Yüksek borç yükü, felç olmuş finans sistemi ve mezhepsel bölünmeler nedeniyle karar alma mekanizmalarının tıkandığını belirterek, “Diğer mezhepsel grupların onayı olmadan kimse tek başına karar alamıyor” dedi.

Hizbullah konusunda ise ABD’nin örgütü terör yapılanması olarak gördüğünü ancak Lübnan’da aynı zamanda bir siyasi aktör olarak varlık gösterdiğini kaydetti:

“Şii kesim süreçte yoksa hükümet de adım atamıyor.”

Lübnan Ordusu’nun Hizbullah’ı zorla silahsızlandırmasının gündemde olmadığını ise özellikle vurguladı.

İsrail-Lübnan hattında temasların sürdüğünü doğrulayan Barrack, “Görüşmeler yapıldı, şimdi yeni bir diyalog başlıyor” dedi. Washington’un mesajını net biçimde aktardı:

“Lübnan, İsrail’le doğrudan konuşmak zorunda. Tel Aviv'e gidip oturmanın ve bir görüşme yapmanın zamanı geldi. Buna bir son verme vakti.”

2024 tarihli “Çatışmaların Durdurulması” mekanizmasını ise gerçekçi bulmadığını; daha ilk günden işlemez hâle geldiğini söyledi. Bununla birlikte, Şii aktörleri dışlamayan kapsayıcı bir uzlaşmanın mümkün olabileceğini kaydetti.

Suriye-İsrail görüşmelerine ilişkin değerlendirmesinde Barrack, “Suriye tarafı açısından yakınız” ifadesini kullandı:

''Suriye çok zor bir durumda ilerlemek konusunda iyi bir iş çıkarıyor. Çözümün bir parçasının İsrail ile bir anlaşma olduğunu biliyorlar. Bize karşı tavırları tamamen işbirlikçi oldu. Onlardan istediğimiz her şeyi yapıyorlar. İsrail’e doğru her gün biraz daha yakınlaşıyorlar. İsrail henüz güvenmiyor, bu yüzden onlar biraz daha yavaş.''

Son olarak “rejim değişikliği” doktrinine dair bir değerlendirme yapan Barrack, bu yaklaşımın hiçbir zaman işe yaramadığını belirtti:

“1946’dan bu yana 93 darbe yaşandı ve hepsi başarısız oldu.”

ABD’nin artık bu doktrinden vazgeçtiğini ve dönüşümlerin bölge aktörlerine bırakıldığını söyleyen Barrack, sözlerini şu metaforla tamamladı:

“İsrail neden işi bitirmek istemedi? Bence hikâye henüz bitmedi. Siz beşinci bölümdesiniz; önümüzde daha beş bölüm var.”
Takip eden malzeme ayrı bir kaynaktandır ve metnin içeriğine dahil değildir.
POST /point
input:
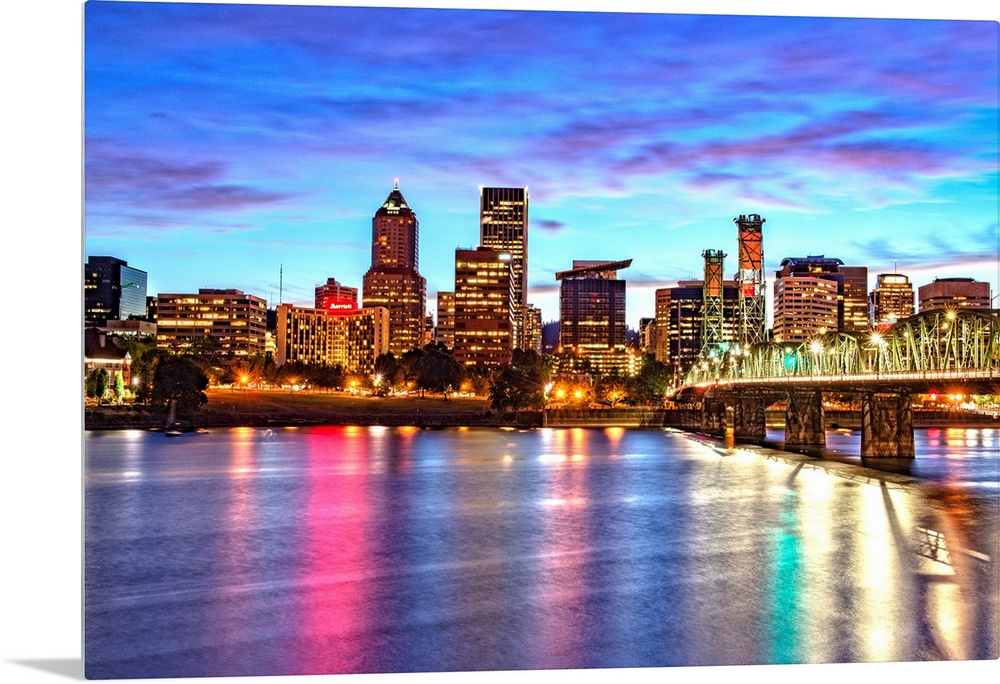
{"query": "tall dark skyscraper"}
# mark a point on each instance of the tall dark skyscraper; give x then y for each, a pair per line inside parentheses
(393, 280)
(112, 290)
(503, 226)
(592, 313)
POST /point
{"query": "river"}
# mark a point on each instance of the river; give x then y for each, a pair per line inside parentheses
(368, 549)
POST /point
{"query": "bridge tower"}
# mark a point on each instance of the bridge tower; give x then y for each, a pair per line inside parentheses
(713, 318)
(751, 316)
Barrack, Türkiye’nin Rus yapımı S-400 hava savunma sistemlerinden vazgeçme yönünde ilerlediğini de sözlerine ekledi.

Ankara’nın S-400 satın alımı, ABD’nin Türkiye’nin Washington’un en gelişmiş savaş uçağı olan F-35’leri tedarik etmesini engellemesine yol açmıştı. Barrack, “Bu meselelerin önümüzdeki dört ila altı ay içinde çözüleceğine inanıyorum,” öngörüsünde bulundu.

Bloomberg editörü Paul Wallace’ın etkinlik sırasında Ankara’nın Rus S-400 sisteminden vazgeçmeye yaklaşıp yaklaşmadığı yönündeki sorusuna Barrack, “Evet,” yanıtını verdi.

NATO, Türkiye’nin S-400 sistemini F-35 savaş uçaklarıyla birlikte kullanması halinde Rusya’nın kritik istihbarat elde edebileceğini belirtmişti.

2024 yılında İsrail, ilave F-35 alımına yönelik bir anlaşma imzalamış ve toplam hava filosunu 75 uçağa çıkarmıştı. Geçtiğimiz ay ABD Başkanı Donald Trump, Veliaht Prens Muhammed bin Selman’ın Beyaz Saray ziyareti sırasında, Suudi Arabistan’a sayısı açıklanmayan miktarda F-35 satılması konusunda anlaşmaya varmıştı.

Ancak Suudi Arabistan’a teslim edilecek F-35 uçaklarının, İsrail’in bölgedeki niteliksel askeri üstünlüğünü korumak amacıyla en ileri teknoloji özelliklerle donatılmayacağı vurgulanıyor.

Büyükelçi Barrack ayrıca, Trump ile Cumhurbaşkanı Recep Tayyip Erdoğan arasında, Trump’ın ikinci başkanlık dönemi için Ocak ayında Beyaz Saray’a dönüşünden bu yana iki ülkeyi birbirine daha da yakınlaştıran bir “bromance” (yakın dostluk) bulunduğunu ifade etti.